Iacocca: An Autobiography
- First edition
- Author: Lee Iacocca, William Novak
- Original title: Iacocca: An Autobiography
- Language: English
- Publisher: Bantam Dell Pub Group
- Publication date: November 1984
- Pages: 352
- ISBN: 978-0553050677
- OCLC: 819529945

= Iacocca: An Autobiography =

1984 autobiography by Lee Iacocca and William Novak

Iacocca: An Autobiography is Lee Iacocca's best selling autobiography, co-authored with William Novak and originally published in 1984. Most of the book is taken up with reminiscences of Iacocca's career in the car industry, first with the Ford Motor Company, then the Chrysler Corporation. The hugely successful autobiography was the best-selling non-fiction hardcover book of 1984 and 1985.

==Summary==
In part 1 of the book, Iacocca speaks of his Italian immigrant family and his experiences at school. Because he couldn't join the army for World War II due to rheumatic fever as a child, he attended Lehigh University, where he completed his studies in 8 straight semesters. He was offered a job at Ford straight out of college, but at the same time, he was offered a fellowship for a graduate degree at Princeton University. He took the fellowship with the promise of a job after leaving Princeton. In his year at Princeton, his recruiter was drafted into the war and by the time he was finished with school, no one at Ford had heard of him. After explaining what had happened, he was given the 51st spot on the training group.
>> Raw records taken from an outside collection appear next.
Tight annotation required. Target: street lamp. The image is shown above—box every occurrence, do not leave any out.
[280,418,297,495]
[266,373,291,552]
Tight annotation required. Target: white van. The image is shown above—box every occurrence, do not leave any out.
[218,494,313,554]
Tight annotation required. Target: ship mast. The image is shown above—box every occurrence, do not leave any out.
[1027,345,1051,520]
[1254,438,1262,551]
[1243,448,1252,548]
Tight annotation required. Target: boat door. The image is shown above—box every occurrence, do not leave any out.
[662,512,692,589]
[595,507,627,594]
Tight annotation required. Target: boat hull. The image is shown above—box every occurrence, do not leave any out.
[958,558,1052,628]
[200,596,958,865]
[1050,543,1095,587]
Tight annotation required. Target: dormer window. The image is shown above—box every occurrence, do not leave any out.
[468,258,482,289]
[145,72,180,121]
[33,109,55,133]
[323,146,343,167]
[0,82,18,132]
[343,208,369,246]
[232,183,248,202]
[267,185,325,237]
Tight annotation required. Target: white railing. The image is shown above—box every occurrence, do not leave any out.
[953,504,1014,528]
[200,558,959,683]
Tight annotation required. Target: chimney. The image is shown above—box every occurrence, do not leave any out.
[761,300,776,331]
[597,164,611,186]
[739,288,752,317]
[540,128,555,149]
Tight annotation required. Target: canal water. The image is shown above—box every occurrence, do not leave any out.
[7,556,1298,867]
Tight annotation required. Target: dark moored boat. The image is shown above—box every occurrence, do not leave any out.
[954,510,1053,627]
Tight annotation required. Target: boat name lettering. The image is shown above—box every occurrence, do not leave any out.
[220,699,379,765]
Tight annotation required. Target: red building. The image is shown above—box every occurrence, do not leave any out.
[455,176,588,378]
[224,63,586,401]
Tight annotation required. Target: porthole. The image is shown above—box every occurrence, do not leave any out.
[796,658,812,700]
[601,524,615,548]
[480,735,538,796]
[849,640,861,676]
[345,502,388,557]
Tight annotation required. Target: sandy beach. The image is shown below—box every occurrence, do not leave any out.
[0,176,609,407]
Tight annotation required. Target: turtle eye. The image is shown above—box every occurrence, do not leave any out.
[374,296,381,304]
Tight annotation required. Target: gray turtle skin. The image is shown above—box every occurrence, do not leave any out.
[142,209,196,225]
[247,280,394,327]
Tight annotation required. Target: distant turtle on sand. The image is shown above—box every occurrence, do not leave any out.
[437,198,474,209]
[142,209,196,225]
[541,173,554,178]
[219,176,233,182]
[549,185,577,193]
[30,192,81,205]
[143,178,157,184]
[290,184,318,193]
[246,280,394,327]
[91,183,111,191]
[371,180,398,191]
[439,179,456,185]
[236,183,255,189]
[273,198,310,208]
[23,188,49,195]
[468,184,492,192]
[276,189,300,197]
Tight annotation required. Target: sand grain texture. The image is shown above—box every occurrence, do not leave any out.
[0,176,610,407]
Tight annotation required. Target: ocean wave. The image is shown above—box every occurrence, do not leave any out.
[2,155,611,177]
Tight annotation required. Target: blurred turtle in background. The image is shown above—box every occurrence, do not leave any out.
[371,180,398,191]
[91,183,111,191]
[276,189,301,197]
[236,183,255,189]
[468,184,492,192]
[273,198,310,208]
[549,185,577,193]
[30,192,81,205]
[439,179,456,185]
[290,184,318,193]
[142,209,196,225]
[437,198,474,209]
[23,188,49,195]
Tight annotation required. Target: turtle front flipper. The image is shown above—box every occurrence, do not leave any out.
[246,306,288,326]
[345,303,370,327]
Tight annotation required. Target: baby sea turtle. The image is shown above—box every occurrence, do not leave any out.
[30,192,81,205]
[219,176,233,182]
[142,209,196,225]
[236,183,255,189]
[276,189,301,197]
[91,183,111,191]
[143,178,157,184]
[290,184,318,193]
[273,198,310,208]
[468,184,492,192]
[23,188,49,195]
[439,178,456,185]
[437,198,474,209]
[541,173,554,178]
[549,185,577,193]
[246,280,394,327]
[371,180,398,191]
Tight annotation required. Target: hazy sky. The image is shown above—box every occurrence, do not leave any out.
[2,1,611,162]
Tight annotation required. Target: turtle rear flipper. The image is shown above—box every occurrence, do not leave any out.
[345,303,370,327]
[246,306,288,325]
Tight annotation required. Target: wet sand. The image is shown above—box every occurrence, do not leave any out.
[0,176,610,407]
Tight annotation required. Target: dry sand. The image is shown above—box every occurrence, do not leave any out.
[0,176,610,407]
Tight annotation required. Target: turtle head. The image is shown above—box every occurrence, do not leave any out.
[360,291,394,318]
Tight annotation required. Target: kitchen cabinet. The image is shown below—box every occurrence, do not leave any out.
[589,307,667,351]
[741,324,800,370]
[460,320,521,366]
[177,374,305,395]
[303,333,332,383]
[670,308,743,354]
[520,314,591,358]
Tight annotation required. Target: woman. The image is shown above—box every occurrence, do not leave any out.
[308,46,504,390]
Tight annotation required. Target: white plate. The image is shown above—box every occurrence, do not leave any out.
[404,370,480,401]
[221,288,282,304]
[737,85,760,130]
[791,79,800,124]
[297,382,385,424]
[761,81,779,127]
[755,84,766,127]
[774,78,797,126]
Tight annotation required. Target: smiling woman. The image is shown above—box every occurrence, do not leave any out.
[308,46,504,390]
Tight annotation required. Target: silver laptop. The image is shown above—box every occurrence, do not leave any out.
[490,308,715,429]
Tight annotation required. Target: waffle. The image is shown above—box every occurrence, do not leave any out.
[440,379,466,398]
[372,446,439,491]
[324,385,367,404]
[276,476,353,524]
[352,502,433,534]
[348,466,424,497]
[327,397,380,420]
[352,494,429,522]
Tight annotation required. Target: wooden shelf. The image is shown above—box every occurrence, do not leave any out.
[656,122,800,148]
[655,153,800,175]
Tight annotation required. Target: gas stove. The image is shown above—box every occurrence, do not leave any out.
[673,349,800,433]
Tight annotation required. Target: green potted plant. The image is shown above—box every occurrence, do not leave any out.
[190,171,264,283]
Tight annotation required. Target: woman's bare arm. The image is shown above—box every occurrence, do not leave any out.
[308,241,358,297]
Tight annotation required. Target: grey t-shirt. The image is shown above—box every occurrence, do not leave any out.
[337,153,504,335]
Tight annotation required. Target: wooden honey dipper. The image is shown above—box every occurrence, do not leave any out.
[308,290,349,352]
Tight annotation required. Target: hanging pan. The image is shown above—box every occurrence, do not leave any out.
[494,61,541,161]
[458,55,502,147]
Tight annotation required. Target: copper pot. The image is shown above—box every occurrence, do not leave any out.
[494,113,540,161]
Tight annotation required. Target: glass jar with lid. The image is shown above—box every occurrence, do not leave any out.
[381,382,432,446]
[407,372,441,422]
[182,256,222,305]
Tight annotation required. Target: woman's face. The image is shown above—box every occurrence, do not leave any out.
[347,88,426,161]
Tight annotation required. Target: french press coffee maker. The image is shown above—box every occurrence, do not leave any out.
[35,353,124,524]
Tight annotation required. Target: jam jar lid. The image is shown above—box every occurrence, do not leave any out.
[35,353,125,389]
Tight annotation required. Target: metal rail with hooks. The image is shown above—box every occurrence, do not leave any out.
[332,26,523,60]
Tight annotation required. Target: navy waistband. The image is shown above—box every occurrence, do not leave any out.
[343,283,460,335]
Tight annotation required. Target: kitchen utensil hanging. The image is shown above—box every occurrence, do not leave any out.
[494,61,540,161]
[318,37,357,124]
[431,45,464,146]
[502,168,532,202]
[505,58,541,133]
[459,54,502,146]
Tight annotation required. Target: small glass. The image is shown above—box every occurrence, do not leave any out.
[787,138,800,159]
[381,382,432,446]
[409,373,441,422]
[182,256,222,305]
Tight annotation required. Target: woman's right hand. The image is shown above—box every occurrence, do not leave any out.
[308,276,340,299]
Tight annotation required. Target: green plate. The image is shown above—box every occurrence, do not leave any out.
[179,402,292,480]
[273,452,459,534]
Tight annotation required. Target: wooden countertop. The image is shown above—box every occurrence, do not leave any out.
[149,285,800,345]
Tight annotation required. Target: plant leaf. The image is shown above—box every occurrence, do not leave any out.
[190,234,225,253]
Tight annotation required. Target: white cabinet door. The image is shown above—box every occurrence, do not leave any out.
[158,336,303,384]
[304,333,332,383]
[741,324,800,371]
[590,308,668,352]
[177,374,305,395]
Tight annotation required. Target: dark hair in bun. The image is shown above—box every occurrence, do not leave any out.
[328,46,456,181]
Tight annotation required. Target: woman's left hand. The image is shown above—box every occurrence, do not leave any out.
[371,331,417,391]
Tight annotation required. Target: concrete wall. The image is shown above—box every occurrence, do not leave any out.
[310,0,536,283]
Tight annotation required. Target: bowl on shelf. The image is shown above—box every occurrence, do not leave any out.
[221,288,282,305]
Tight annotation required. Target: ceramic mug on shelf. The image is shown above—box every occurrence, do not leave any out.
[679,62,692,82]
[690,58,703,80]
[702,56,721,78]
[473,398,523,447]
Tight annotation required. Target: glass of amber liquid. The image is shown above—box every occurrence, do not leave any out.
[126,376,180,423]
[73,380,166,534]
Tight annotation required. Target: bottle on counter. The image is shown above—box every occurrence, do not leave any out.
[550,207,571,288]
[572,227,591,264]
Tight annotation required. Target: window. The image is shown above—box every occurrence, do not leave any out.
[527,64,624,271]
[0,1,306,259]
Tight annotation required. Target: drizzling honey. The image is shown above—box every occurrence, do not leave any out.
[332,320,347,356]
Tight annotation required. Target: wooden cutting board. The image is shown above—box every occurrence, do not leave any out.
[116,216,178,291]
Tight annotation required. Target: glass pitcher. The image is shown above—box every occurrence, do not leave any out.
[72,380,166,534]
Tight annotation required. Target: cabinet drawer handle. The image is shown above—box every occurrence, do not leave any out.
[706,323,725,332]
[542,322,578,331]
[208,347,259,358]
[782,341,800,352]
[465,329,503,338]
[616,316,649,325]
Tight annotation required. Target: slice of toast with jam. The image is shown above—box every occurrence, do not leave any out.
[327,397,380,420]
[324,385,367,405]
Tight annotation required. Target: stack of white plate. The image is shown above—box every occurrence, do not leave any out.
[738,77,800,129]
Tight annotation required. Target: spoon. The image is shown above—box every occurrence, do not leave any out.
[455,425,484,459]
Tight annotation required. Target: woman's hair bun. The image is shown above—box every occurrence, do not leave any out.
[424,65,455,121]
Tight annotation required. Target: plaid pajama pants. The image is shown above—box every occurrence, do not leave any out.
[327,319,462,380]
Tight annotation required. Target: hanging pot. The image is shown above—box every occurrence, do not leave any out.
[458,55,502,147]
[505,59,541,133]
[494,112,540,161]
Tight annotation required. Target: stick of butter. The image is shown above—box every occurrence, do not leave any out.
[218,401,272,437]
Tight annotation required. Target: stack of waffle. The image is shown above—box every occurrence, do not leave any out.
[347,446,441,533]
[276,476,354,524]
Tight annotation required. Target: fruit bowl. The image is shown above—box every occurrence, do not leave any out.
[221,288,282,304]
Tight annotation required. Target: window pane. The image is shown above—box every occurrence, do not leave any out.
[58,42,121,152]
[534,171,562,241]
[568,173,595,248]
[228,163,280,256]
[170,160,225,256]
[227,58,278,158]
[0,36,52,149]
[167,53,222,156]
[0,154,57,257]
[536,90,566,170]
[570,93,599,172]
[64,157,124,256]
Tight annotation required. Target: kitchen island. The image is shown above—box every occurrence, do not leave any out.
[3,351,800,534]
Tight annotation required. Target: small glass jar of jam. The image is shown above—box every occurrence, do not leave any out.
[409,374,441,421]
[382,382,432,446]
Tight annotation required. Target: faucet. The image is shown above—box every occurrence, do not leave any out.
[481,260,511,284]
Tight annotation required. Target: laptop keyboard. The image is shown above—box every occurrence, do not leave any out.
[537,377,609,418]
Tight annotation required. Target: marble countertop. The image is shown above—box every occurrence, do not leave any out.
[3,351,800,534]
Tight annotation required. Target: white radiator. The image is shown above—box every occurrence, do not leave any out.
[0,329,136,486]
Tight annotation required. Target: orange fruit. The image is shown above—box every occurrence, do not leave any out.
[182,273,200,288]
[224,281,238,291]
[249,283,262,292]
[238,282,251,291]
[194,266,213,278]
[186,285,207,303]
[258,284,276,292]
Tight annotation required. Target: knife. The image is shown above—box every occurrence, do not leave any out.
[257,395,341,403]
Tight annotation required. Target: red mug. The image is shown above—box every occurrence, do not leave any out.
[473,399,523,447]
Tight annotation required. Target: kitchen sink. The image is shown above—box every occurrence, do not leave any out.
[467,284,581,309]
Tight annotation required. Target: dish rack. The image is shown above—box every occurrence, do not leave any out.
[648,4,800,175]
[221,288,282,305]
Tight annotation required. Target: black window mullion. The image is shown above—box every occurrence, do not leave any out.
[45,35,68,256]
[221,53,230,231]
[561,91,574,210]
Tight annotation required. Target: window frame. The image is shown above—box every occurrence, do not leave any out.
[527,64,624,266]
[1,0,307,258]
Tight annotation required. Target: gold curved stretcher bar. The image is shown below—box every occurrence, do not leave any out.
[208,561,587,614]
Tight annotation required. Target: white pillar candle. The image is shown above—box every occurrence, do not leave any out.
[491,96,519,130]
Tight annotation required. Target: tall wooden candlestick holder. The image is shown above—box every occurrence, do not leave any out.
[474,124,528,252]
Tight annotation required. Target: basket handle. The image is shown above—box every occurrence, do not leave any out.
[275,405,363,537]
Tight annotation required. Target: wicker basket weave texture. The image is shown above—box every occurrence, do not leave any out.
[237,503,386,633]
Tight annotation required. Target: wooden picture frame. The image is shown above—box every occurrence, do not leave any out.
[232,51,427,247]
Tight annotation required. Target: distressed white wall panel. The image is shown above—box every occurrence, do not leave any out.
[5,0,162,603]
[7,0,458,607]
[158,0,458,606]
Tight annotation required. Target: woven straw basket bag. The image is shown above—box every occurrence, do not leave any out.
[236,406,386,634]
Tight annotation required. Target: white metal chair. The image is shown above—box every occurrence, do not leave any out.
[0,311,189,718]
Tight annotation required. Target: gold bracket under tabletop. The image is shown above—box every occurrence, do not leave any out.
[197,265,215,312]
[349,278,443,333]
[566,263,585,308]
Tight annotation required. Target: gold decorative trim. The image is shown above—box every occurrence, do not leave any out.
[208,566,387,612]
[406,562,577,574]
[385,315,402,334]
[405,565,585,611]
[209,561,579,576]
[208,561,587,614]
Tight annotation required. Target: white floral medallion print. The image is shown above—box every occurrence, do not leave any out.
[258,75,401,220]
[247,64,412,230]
In part 2, "The Ford Story", Iacocca tells of his triumph of the Mustang and his climb to power in the company. He and Henry Ford II developed a father-son relationship, and he also had developed a lasting relationship with Robert McNamara. After becoming President of Ford, Henry Ford II began fearing that Iacocca would be after the CEO job next. He established a plot to fire Iacocca, and Iacocca was to resign from the company on October 15, 1978, his 54th birthday.

In Part 3, "The Chrysler Story", Iacocca tells of his difficult task of saving Chrysler from bankruptcy. He began a total reorganization of the company (including many layoffs) and received a US$1.2 billion loan guarantee from the government with many stipulations, including increased fuel efficiency of its vehicles and restructuring the company to be profitable. On July 13, 1983, the loan was paid back in full and Chrysler began to flourish.

The final portion of the book, titled "Straight Talk", consists of rhetoric arguing for legislation compelling Americans to wear seatbelts, the high cost of labor, and the Japanese challenge.